The next benchmark, lmbench, was a bit harder. lmbench is actually a suite of "micro-benchmarks" that each test a small part of the system, like memory bandwidth, pipe latency, context switch latency, etc. I ported the memory benchmark first and had a lot of trouble converting the underlying timing code to Plan 9. Luckily, I didn't have to mess with the Macros From Hell--a set of 4 huge C macros defined in bench.h to take care of running and timing--quite yet. After a lot of poking, changing printf to print, exit(int) to exits(char *), and some more difficult things, I got the memory benchmark working. With the basis done, I was able to quickly bring over several more benchmarks. Then they decided that milliseconds isn't good enough, they'd like to see number of cycles to complete a test as well. This required a largish rewrite of quite a few things and some poking around in the Macros From Hell... not the best experience, because when a macro breaks, you don't get a specific line for the error; they're all on one line. Eventually got that working and finished up. I ported a total of 8 lmbench benchmarks to Plan 9. The lmbench code is available for download from http://plan9.bell-labs.com/sources/contrib/john/9bench.tgz or /n/sources/contrib/john/9bench.tgz if you have Plan 9 installed.

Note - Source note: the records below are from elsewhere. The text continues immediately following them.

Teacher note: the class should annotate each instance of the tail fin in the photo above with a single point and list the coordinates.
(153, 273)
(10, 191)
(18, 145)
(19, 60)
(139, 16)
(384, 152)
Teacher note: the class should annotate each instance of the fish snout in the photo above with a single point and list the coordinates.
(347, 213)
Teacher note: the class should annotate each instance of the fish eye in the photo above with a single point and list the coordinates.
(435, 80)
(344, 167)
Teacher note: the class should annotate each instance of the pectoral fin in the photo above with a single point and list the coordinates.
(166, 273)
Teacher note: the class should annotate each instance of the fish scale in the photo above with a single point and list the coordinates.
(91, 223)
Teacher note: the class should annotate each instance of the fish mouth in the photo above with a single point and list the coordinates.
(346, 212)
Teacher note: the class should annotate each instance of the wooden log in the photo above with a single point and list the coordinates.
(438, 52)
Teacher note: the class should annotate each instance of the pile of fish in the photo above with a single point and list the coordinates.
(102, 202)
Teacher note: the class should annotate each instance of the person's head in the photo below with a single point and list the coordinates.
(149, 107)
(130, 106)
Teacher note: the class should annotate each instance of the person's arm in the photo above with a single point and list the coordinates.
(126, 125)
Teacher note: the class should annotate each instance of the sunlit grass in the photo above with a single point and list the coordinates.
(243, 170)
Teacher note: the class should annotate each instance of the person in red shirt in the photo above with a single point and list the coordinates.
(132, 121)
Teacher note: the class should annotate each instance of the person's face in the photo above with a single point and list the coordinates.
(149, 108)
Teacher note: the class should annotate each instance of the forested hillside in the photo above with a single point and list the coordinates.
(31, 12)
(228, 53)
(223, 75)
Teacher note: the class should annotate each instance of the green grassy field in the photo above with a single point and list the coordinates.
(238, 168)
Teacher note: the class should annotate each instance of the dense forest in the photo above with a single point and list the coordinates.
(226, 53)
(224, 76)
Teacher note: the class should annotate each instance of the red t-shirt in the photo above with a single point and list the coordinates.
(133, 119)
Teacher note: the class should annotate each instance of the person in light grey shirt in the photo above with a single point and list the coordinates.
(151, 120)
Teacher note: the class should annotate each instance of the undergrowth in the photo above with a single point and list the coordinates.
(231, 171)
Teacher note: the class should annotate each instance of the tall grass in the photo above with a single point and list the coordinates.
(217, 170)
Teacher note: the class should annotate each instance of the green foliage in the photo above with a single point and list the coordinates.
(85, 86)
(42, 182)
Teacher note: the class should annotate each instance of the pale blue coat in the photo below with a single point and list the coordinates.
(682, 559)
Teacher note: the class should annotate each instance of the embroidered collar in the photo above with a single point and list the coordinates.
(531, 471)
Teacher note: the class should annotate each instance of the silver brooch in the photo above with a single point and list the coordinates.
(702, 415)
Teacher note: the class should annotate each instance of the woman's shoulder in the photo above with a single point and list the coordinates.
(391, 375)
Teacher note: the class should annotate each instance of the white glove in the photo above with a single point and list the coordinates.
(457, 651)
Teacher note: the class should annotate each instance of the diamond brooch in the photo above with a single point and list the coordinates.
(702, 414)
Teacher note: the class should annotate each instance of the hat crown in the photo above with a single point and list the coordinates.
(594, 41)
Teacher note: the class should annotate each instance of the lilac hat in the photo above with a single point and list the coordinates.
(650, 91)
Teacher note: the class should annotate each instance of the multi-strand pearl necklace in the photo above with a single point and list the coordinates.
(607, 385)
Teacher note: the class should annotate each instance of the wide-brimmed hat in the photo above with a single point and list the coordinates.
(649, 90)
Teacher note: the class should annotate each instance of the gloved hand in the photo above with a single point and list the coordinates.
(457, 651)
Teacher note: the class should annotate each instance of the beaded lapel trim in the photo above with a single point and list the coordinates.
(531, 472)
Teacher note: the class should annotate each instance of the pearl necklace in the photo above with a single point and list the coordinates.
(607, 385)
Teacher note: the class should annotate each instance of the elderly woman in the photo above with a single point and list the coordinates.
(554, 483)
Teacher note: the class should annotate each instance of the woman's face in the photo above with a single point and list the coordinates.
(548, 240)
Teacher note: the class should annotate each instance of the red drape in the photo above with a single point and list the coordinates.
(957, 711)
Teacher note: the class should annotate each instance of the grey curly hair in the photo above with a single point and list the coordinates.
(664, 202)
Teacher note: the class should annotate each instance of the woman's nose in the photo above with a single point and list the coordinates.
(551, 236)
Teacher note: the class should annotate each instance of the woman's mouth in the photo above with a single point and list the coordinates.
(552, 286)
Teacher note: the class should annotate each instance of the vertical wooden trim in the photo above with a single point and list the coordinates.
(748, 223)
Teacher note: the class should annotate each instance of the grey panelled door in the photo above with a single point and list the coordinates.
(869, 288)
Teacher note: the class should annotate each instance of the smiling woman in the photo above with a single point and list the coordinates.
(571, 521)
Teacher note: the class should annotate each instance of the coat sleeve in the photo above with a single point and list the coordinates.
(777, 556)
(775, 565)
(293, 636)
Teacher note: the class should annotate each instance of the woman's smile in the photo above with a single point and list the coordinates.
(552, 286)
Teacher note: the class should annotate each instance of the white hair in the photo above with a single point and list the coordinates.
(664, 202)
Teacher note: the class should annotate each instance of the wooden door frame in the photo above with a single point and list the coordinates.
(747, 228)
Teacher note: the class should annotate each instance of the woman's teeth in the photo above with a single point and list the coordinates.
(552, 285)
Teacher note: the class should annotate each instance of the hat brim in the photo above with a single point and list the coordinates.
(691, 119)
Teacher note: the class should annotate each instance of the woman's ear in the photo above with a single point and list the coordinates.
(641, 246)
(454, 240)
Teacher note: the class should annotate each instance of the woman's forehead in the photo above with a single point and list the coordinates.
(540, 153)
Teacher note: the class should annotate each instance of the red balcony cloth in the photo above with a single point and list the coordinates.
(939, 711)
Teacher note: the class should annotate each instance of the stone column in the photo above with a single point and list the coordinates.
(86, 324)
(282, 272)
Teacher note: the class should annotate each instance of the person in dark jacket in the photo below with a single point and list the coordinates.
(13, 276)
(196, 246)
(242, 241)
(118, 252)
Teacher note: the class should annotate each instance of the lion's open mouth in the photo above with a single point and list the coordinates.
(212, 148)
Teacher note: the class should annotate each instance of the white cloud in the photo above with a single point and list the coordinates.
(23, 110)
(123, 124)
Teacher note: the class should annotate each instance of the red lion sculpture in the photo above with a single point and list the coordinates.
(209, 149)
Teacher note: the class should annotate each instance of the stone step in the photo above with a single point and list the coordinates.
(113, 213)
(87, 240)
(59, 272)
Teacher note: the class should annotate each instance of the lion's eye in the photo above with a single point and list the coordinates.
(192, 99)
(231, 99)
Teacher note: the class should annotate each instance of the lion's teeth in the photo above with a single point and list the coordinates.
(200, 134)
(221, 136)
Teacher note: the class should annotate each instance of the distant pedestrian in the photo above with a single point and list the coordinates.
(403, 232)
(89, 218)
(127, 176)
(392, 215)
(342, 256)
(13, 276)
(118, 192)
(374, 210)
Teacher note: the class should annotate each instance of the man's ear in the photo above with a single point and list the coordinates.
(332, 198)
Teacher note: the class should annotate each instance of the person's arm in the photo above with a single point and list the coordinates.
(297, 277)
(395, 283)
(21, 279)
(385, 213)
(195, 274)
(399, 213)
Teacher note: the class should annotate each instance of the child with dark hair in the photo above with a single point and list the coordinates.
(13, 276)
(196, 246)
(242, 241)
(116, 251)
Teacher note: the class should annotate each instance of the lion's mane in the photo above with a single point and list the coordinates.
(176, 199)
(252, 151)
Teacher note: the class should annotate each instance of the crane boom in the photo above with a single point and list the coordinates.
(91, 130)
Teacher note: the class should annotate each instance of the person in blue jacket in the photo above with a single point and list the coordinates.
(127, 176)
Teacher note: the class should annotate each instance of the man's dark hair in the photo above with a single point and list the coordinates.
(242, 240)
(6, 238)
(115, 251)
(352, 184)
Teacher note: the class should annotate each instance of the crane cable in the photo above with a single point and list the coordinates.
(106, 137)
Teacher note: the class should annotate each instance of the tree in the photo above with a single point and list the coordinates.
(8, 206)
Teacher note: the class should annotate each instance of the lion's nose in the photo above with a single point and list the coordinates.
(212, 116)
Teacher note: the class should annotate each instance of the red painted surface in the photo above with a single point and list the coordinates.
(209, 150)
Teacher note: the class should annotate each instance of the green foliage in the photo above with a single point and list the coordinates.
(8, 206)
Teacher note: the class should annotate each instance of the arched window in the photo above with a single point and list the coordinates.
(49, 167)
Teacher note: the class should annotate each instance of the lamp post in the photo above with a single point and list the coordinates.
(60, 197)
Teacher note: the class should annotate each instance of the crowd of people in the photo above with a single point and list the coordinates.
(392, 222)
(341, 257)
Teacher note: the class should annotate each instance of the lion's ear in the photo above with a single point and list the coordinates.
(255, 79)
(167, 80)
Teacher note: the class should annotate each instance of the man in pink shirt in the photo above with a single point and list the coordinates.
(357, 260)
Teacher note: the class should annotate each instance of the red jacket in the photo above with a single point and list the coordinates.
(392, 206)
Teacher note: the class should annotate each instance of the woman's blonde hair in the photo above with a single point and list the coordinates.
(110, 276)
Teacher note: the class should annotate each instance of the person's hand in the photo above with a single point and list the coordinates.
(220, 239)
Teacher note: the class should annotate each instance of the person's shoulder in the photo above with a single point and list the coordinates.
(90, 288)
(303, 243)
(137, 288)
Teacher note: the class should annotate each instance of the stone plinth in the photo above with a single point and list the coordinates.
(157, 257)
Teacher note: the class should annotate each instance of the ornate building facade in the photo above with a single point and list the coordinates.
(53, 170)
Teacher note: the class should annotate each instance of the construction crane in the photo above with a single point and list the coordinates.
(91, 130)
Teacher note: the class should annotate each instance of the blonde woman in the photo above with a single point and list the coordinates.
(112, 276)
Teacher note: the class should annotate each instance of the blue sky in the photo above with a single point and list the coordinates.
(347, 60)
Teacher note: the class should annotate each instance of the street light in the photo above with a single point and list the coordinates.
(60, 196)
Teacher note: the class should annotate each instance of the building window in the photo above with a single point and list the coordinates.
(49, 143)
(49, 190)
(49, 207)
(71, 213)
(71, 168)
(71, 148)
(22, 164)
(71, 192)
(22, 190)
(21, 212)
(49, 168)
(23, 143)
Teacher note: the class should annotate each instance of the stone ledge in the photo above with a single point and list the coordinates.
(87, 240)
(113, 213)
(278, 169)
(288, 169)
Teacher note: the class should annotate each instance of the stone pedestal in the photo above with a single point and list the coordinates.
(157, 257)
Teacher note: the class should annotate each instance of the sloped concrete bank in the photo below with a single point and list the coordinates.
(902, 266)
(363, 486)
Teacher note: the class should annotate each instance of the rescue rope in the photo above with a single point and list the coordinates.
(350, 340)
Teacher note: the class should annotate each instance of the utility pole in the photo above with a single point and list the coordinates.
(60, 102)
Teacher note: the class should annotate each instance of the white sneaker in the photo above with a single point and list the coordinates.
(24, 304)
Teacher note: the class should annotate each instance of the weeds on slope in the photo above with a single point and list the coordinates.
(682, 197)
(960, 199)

Arrived in Austin yesterday; I guess I didn't note it on here previously, but I'll be spending the week down here to work on Plan 9 at IBM's Austin Research Lab. Anyway, the flight was nice, the hotel is good, and today has been a fine day working. The area I'm working in seems to be in the style of a lot of Plan 9 work areas--a largish open area with a few tables, a lot of computers, and an espresso machine nearby. I've been working with Eric van Hensbergen, Ron Minnich, Charles Forsyth, and Jim McKie. Today, I ported a Linux benchmarking tool to Plan 9 on the Blue Gene/L and collected some data (we have Plan 9 running on a 32-node partition of the BG/L). The data indicates that Plan 9 creates very little "interference" when a program is running--in other words, low OS overhead. Even when running the benchmark on an I/O node which was serving 16 CPU nodes with files, I noticed relatively little interference as compared to Linux. Good stuff, and it does support the movement to use Plan 9 in supercomputing.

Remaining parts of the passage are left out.